Whereas you, otoh, have gotten caught sock puppeting so often that by now I’m half-convinced you believe the voices in your head alone serve to make you a majority.

Watching a man standing in a river and trying to push it back up by pissing against the stream is only funny for so long, Baghdad Bob.

Anonymous Coward says:

Re: Correlates directly with # pirates shut down or JAILED.

1) This would not occur if Masnick’s loony "give away and pray" or "sell T-shirts" notions were followed. The only way that profits occur is direct paying.

Yes it is, and people will pay people to have new content created. The ability to tell a story in a compelling fashion is whatever media you choose to use is a valuable skill, and once demonstrated can be the basis for gaining support to continue telling new stories. Give content away. and rely on Patreon is a viable business model, at least if you objective is to make a living. It may not be the way to get rich, but enables people to do what they enjoy as a full time job.

MathFox says:

3) Teh internets is only a distribution channel, has ZERO draw for itself. Masnick as ever attributes water coming out the taps as due to the pipe, nothing else.

The Internet is a communication channel. See the success of WhatsApp, Skype, Signal and other ways to make free (or cheap) video calls.

4) Only content is a draw.

There is a large draw to information, especially to information about how friends and relatives are doing.
And I don’t know why publishers use the word content for the bottled up culture they store in their vaults. It makes it sound that they are just selling a bulk product like potatoes or flour.

Anonymous Coward says:

Re: Re:

The internet has a lot of marketing "information" and MIS-information on it, but quality information has been run off by pirates who eliminated the incentive to produce it.

Content is NOT king, which is why artists have signed away their rights since long before the internet.
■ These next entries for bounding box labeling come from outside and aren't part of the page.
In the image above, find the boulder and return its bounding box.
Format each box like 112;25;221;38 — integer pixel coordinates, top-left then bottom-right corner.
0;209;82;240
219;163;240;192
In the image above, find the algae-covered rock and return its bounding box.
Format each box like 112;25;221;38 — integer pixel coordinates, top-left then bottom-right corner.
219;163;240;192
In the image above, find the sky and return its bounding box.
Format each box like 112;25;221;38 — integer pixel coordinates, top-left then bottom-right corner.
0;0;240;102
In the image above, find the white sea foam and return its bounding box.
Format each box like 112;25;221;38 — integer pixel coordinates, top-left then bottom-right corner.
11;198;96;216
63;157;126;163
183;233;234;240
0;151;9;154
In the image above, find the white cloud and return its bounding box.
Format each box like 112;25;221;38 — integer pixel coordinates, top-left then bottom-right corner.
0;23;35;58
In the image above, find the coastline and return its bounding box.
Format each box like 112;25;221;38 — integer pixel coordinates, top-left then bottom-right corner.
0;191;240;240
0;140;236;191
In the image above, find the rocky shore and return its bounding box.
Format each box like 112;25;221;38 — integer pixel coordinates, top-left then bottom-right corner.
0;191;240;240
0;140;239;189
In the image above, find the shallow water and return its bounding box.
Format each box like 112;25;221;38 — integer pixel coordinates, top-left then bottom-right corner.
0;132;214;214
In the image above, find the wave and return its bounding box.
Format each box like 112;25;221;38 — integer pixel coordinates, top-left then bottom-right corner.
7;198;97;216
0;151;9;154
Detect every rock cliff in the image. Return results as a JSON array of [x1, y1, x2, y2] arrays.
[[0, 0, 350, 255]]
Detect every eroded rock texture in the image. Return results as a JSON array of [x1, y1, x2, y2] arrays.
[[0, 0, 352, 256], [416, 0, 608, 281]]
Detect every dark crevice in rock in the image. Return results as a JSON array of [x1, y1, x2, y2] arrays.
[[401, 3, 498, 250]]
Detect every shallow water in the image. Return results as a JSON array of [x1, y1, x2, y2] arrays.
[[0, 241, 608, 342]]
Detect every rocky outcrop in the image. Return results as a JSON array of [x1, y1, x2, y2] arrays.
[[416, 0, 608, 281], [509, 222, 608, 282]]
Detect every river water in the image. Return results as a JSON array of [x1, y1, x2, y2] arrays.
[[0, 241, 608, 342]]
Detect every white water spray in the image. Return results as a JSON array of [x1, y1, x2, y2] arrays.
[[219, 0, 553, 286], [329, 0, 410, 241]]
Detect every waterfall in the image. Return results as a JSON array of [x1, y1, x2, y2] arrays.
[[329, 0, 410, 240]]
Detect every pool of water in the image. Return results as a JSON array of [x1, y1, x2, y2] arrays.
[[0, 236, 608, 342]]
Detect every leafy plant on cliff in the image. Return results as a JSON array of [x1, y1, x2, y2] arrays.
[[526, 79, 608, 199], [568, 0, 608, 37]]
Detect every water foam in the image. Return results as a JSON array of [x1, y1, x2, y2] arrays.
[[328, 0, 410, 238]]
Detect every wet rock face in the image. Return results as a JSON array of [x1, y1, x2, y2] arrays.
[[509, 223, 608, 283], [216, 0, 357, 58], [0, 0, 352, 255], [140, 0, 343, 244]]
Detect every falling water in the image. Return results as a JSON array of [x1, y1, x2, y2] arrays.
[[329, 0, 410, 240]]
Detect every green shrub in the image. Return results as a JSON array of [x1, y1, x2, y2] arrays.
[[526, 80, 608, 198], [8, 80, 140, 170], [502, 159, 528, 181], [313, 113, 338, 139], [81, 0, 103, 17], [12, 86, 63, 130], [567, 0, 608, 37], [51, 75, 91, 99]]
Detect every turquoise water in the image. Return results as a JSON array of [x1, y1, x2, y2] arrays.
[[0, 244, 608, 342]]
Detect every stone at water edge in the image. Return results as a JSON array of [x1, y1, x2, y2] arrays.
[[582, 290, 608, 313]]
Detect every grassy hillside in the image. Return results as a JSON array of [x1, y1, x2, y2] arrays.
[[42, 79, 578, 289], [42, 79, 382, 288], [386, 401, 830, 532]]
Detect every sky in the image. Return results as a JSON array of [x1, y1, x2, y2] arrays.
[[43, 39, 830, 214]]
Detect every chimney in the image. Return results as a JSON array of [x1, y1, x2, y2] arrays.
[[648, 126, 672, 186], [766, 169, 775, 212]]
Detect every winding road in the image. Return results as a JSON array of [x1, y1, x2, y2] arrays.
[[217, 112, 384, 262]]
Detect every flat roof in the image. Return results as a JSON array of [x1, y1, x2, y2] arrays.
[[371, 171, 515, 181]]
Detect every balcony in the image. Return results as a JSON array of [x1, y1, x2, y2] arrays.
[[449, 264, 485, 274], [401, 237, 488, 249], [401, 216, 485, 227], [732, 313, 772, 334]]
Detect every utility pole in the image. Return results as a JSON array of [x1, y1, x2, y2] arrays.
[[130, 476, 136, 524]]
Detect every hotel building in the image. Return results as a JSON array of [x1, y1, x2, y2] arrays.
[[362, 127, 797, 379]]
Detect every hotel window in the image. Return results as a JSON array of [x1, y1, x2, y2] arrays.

They want to tap into the large audiences of the big studios and producers.

A thriving industry is macroeconomics that has little to do with the individual. In no way should piracy be justified no matter how well anyone is doing, since that puts money in the hands of organized crime.

Any internet which allows someone to rip off 800+ books and sell them for an average of two cents each is an internet which is already broken. "Breaking the internet" for the pirates means FIXING the internet for the producers, those who make what the pirates take.

Stephen T. Stone (profile) says:

Re: Re:

Any internet which allows someone to rip off 800+ books and sell them for an average of two cents each is an internet which is already broken.

If 800 books are only worth [does the math] $16, they can’t be very good books. And as for the “internet which is already broken” bit: The Internet was designed to transfer information; whether the information being transferred is under copyright ultimately is irrelevant to that primary function.

"Breaking the internet" for the pirates means FIXING the internet for the producers, those who make what the pirates take.

Yes, because the only good Internet is one where information only flows one way and from “approved” sources such as major corporations~. Independent artists will just have to do without all their fancy distribution networks unless they can fork over thousands upon thousands of dollars to become an “approved” source because who gives a fuck about them otherwise~.

(Question: When you kiss Mickey Mouse’s ass, does it smell like cheese?)

Anonymous Coward says:

Re: Re: Re: Re:

"If 800 books are only worth [does the math] $16, they can’t be very good books. And as for the “internet which is already broken” bit: The Internet was designed to transfer information; whether the information being transferred is under copyright ultimately is irrelevant to that primary function."

Except many of the books that were illegally sold were bestsellers at regular prices, by celebrity authors who are already wealthy and obviously either didn’t want to publicize the piracy or didn’t think they could stop it. It would take the presence of a mainstream, respected journalist to get an answer that isn’t a nonsequitur like that.

The person who stole the books didn’t have to pay for them, and every time someone downloaded that book, they became an "eyeball" for any advertisements, which is also where money is made (just ask Google). What this did was turn e-books into marketing copy for extremely high-priced, personalized instruction that subsidizes it, instruction available to the wealthy, not the masses.

Article 13 passed because governments lose tax revenue every time a work is pirated. Without copyright protection, those who would have created good material simply won’t, leaving the niche to the opportunists and thieves, hardly to the benefit of the public.

It’s like the erosion of housing laws due to "tenant screening." Sure, it’s legal to sue your landlord if a piece of your ceiling comes crashing down in your kitchen and almost kills you, but are you going to do that if merely filing the lawsuit puts you on a blacklist that means no one will rent to you? The tenant won’t complain, will quietly move out, and one day the entire building is going to collapse because no one was there to sound the alarm. Watch the local news and you’ll see buildings that DO collapse, or blow up, or burn to the ground, in part because tenants have no practical power to speak up.

Applied to piracy, an author with no practical power to protect his or her work is going to protect it by only doing work that pays well enough to justify its creation, and with valuable information, that means charging exceptionally high prices for content marketed directly to the wealthy, i.e., patronage, which is also what copyright was designed to stop by making it more available to the masses.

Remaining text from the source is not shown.